Polymorphism in the angiotensin-converting enzyme(ACE) gene may confer an increased risk of vascular disease. DD type of ACE polymorphism predispose a person to myocardial infarction and IgA nephropathy. The roles of the ACE insertion/deletion polymorphism are unknown in the patients with hypertensive intracerebral hemorrhage (HICH). Our objective is to test and to identify whether genotype distribution of the insertion/deletion polymorphism in ACE gene is different in HICH patients from control subjects.
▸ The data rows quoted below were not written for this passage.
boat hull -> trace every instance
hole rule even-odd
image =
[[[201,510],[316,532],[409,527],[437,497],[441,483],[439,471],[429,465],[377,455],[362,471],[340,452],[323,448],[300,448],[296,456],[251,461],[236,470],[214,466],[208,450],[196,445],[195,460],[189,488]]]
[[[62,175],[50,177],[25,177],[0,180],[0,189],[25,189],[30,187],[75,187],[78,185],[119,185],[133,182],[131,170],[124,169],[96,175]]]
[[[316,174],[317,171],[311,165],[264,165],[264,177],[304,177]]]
Fifty six HICH patients and sixty one control subjects were studied. Genotypes were determined by the polymerase chain reaction(PCR) with specific oligonucleotide primers flanking the polymorphic region in intron 16 of ACE gene to amplify genomic DNA isolated from patients blood PCR products were separated in 2% agarose gels and bands were visualized by ethidium bromide staining. The PCR reaction amplified a 490bp DNA fragment(II type) from genomic DNA if the subjects had an intact intron 16, and amplified a both 490bp and 190bp DNA fragments(ID type) if subjects had heterozygous polymorphism. While the distribution of ACE polymorphism in control subjects was 26.2%:57.4%:6.4%(II:ID:DD), and the distribution of it in patients with HICH was 37.5%:35.7%:26.8%. Thus, the pattern of distribution was no significant different between control subjects and patients with HICH. The factors of age and sex did not influence on the ratio of distribution in both control and HICH subjects. From these results, we conclude that there is no significant association between I/D polymorphism and HICH.